Can't train model from checkpoint on Google Colab as session expires

Question:

I’m using Google Colab for finetuning a pre-trained model.

I successfully preprocessed a dataset and created an instance of the Seq2SeqTrainer class:

trainer = Seq2SeqTrainer(
    model,
    args,
    train_dataset=tokenized_datasets["train"],
    eval_dataset=tokenized_datasets["validation"],
    data_collator=data_collator,
    tokenizer=tokenizer,
    compute_metrics=compute_metrics
)

The problem is training it from last checkpoint after the session is over.

If I run trainer.train(), it runs correctly. As it takes a long time, I sometimes came back to the Colab tab after a few hours, and I know that if the session has crashed I can continue training from the last checkpoint like this: trainer.train("checkpoint-5500")

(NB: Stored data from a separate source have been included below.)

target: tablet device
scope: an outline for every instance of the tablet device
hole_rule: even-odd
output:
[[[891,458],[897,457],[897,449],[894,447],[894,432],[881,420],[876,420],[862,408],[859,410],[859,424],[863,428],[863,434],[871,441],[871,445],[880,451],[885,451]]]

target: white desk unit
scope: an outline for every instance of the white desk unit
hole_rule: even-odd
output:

The checkpoint data does no longer exist on Google Colab if I come back too late, so even though I know the point the training has reached, I will have to start all over again.

Is there any way to solve this problem? i.e. extend the session?

Asked By: Seungjun

||

Answers:

To fix your problem try adding a full fixed path, for example for your google drive and saving the checkpoint-5500 to it.

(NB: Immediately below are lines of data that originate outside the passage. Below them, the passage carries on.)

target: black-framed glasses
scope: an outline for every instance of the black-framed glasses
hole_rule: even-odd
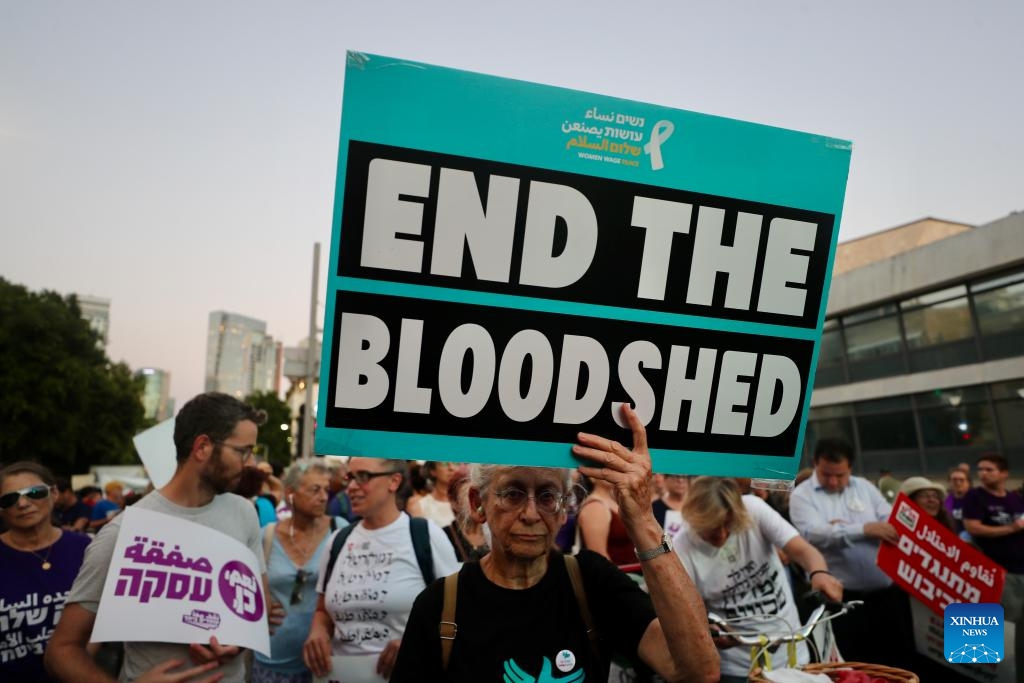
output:
[[[498,507],[505,512],[515,512],[523,508],[527,501],[532,500],[539,512],[546,515],[557,515],[562,511],[562,505],[565,503],[565,496],[554,489],[541,489],[530,495],[527,491],[510,486],[495,491],[494,496],[498,499]]]
[[[307,572],[305,569],[300,569],[295,572],[295,583],[292,585],[292,597],[288,604],[297,605],[302,602],[302,589],[305,587],[306,581],[312,573],[313,572]]]
[[[352,482],[365,486],[371,479],[376,477],[386,477],[391,474],[399,474],[398,472],[367,472],[366,470],[357,470],[356,472],[349,472],[341,480],[348,486]]]
[[[46,484],[36,484],[35,486],[26,486],[23,489],[5,493],[0,496],[0,510],[6,510],[9,507],[14,507],[18,504],[18,501],[22,496],[32,500],[43,500],[44,498],[49,498],[50,491],[52,489],[52,486],[47,486]]]
[[[227,446],[235,453],[238,453],[238,455],[241,456],[242,458],[242,462],[245,462],[253,455],[255,455],[256,451],[255,446],[236,446],[235,444],[228,443],[227,441],[214,441],[213,443],[217,444],[218,446]]]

Using your trainer you can set the output directory as your Google Drive path when creating an instance of the Seq2SeqTrainingArguments.

When you come back to your code, if the session is indeed over you’ll just need to load your checkpoint-5500 from your google drive instead of retraining everything.

Add the following code:

from google.colab import drive
drive.mount('/content/drive')

And then after your trainer.train("checkpoint-5500") is finished (or as it’s last step) save your checkpoint to your google drive.
Or if you prefer, you can add a callback inside your fit function in order to save and update after every single epoch (that was if for some reason the session is crashing before it finish you’ll still have some progress saved).